When you lose someone, you go through a lot of metaphors. Our vocabulary falters in the face of death.
Today is the two-year anniversary of the death of my husband, Jake. It took me about a year to come up with something that felt like it made sense of what I was feeling.
In the weeks after Jake died, letters and cards flooded in from friends and strangers alike. With each card’s arrival, I’d edge open the envelope in a stunned sort of sadness. I sat over the rough-hewn, wooden dining room table we’d picked out together just months before he died, cross-legged and pregnant, poring over sometimes dozens of notes a day.
And with every envelope, I’d have a glimmer of hope, that somehow, someway, this one would have an answer inside. I knew at the time it was irrational, but I couldn’t stop. The hope was too tantalizing. Maybe this was the one—this card would explain everything! This letter would give me the reason our lives had been so utterly shattered in an instant. But the fact is those words, no matter how well-meaning and wise, couldn’t tell me that. Even Scripture could only reassure, not really explain in the way humans want but can’t have.
The reasons for Jake’s death are not apparent. Luckily, the reasons for continuing to live are. But I searched for a way to say what I was feeling.
I love the idea of the divine spark. It crosses a lot of cultures and religions, the idea that you carry a bit of the Creator inside you, that it animates your life.

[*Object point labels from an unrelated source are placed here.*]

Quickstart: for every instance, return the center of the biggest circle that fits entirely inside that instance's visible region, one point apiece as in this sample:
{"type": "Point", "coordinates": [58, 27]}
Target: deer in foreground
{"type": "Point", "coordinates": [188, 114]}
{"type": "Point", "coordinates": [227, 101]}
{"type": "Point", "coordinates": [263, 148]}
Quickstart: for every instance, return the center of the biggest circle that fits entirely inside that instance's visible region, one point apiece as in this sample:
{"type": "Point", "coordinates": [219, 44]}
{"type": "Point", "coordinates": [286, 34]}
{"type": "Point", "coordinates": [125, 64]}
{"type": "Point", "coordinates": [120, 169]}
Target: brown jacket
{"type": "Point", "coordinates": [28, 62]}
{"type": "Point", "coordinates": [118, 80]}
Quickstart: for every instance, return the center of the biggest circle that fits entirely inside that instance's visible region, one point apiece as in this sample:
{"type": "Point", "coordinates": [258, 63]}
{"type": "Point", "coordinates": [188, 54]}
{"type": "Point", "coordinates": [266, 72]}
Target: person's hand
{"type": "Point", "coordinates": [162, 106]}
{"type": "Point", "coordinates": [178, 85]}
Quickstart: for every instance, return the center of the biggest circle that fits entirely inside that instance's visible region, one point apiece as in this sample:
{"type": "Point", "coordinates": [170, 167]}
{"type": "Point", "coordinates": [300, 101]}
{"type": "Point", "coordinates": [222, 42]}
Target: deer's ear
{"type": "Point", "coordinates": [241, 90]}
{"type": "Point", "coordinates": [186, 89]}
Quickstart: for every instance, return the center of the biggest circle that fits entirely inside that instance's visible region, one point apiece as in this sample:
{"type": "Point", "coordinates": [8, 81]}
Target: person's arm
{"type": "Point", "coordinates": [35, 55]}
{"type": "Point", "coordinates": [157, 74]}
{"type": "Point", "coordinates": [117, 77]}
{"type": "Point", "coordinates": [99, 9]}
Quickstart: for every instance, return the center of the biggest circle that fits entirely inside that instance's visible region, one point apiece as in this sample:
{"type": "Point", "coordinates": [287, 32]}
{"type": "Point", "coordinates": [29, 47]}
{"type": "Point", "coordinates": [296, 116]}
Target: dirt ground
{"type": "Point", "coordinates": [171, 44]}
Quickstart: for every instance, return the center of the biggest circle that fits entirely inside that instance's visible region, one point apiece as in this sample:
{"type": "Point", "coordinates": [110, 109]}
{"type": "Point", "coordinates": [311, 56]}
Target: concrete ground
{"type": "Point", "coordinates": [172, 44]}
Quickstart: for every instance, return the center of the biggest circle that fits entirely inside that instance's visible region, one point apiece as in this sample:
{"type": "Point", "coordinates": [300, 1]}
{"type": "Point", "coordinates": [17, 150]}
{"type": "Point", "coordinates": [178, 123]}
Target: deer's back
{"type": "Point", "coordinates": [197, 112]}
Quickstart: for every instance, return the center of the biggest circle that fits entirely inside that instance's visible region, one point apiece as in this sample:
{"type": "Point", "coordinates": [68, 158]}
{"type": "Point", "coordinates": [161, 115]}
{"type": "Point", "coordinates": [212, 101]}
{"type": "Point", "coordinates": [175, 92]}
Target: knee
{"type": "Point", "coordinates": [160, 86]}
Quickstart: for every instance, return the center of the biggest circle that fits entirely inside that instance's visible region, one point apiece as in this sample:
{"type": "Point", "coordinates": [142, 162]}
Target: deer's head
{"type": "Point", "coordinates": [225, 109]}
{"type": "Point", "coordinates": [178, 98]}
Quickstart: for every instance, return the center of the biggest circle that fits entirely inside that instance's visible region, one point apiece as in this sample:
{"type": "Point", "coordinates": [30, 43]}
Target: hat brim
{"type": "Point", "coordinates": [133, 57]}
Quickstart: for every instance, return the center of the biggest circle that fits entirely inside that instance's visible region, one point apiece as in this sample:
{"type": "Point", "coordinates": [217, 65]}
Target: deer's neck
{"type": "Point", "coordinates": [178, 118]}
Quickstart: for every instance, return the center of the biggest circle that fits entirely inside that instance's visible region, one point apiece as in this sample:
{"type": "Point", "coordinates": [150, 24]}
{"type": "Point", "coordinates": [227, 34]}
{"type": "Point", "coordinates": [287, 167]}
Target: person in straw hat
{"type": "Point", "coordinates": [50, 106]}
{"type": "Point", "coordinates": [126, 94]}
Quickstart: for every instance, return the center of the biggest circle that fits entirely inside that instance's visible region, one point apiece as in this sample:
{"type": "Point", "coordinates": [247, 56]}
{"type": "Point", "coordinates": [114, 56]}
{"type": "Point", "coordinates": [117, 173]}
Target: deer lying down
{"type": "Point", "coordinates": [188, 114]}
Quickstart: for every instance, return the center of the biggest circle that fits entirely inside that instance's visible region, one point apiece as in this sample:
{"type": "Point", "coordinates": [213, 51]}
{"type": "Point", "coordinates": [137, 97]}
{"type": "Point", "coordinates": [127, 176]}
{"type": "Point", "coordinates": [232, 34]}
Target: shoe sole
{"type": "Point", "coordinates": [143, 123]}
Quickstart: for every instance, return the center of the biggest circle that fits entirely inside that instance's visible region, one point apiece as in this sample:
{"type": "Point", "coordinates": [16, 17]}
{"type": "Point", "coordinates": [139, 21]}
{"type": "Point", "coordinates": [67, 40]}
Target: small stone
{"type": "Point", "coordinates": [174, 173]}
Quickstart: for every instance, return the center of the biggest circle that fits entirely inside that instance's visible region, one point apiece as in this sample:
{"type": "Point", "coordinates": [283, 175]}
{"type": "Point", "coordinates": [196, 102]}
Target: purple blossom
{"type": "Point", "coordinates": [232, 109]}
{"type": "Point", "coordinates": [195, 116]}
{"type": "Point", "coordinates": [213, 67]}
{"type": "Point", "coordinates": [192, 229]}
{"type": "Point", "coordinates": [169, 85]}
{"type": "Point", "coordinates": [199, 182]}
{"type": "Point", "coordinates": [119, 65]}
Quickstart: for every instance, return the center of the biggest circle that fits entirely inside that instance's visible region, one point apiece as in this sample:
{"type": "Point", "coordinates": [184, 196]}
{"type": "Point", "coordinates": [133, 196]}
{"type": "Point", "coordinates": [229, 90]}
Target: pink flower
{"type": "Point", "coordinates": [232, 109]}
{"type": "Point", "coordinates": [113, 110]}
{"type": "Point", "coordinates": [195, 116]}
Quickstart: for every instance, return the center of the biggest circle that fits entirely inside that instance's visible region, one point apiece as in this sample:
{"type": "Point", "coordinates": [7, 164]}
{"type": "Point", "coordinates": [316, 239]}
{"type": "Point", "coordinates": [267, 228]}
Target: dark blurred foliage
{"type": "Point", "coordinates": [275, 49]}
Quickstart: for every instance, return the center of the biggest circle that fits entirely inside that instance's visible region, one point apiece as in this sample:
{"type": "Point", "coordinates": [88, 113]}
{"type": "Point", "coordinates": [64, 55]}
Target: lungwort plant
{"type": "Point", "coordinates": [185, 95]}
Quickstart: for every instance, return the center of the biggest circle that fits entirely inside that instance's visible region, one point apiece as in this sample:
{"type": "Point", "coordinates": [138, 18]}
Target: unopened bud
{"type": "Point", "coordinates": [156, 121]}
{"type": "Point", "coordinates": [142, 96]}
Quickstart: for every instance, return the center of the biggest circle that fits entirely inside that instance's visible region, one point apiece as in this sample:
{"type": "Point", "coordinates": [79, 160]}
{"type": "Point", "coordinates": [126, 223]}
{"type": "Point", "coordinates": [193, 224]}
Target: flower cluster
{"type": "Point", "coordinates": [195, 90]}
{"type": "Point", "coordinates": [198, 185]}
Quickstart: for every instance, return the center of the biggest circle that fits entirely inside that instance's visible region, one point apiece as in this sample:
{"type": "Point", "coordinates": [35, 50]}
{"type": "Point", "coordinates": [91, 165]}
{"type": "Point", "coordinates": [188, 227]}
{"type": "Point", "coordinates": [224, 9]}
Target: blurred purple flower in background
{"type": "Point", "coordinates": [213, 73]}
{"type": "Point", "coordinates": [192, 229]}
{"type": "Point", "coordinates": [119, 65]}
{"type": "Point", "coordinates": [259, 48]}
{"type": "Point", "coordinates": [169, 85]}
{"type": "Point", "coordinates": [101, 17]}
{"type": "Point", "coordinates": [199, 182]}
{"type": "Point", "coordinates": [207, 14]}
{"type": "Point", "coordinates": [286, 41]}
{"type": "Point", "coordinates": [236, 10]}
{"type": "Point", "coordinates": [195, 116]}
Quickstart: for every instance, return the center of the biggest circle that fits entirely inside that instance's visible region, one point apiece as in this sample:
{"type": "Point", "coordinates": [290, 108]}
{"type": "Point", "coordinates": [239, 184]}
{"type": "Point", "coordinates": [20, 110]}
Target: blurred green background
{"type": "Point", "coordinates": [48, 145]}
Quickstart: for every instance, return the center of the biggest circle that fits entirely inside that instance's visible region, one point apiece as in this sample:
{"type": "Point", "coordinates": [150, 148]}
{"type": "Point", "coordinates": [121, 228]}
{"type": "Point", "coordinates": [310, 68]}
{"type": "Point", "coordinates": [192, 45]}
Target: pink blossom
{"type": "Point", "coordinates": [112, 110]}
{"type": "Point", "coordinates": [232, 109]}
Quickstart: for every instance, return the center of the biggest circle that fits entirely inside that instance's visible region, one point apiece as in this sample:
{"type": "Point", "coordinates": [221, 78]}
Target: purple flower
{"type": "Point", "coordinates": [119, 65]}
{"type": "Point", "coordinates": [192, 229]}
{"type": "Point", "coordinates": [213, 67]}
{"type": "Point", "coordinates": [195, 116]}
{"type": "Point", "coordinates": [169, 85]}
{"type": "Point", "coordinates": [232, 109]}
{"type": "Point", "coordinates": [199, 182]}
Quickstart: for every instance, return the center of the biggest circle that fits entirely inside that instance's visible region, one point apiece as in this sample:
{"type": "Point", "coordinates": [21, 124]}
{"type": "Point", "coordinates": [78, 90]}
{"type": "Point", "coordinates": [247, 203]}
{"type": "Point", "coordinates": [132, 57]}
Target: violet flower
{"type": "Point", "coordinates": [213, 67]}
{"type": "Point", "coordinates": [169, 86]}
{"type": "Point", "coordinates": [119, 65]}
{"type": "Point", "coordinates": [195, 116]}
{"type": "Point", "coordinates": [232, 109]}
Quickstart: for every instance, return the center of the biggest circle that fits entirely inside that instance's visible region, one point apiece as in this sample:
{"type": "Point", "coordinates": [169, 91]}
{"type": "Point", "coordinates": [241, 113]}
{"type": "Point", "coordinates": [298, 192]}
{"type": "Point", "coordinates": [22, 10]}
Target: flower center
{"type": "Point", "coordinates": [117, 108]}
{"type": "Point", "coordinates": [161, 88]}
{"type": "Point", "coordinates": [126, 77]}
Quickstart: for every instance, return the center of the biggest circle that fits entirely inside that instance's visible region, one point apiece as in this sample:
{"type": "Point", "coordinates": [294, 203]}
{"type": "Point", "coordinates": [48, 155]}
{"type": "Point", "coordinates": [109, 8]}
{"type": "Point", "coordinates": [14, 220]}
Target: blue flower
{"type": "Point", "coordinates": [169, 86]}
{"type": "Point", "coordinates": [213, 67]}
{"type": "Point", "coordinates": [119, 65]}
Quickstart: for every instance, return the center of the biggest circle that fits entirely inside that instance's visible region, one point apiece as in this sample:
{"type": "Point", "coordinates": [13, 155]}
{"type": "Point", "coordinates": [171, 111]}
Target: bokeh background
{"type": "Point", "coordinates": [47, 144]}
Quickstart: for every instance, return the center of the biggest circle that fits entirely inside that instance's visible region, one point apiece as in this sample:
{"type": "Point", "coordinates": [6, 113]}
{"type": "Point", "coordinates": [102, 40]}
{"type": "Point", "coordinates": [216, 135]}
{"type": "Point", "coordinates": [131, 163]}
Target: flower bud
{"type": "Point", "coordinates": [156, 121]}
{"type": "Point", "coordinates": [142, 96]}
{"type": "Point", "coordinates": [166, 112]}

Jake’s life always brings to mind a spark and then some. Jake’s soul, to me, was a bonfire. He was here and he was in your face and he was warm and bright. He roared with enthusiasm at the beginning, even the hope of something new, sometimes a little too much. His glow was infectious, throwing sparks into the night air, silhouetted against a dark sky before they landed on everyone in his vicinity. He mellowed to embers as the night wore on, usually over a glass of bourbon or a beer.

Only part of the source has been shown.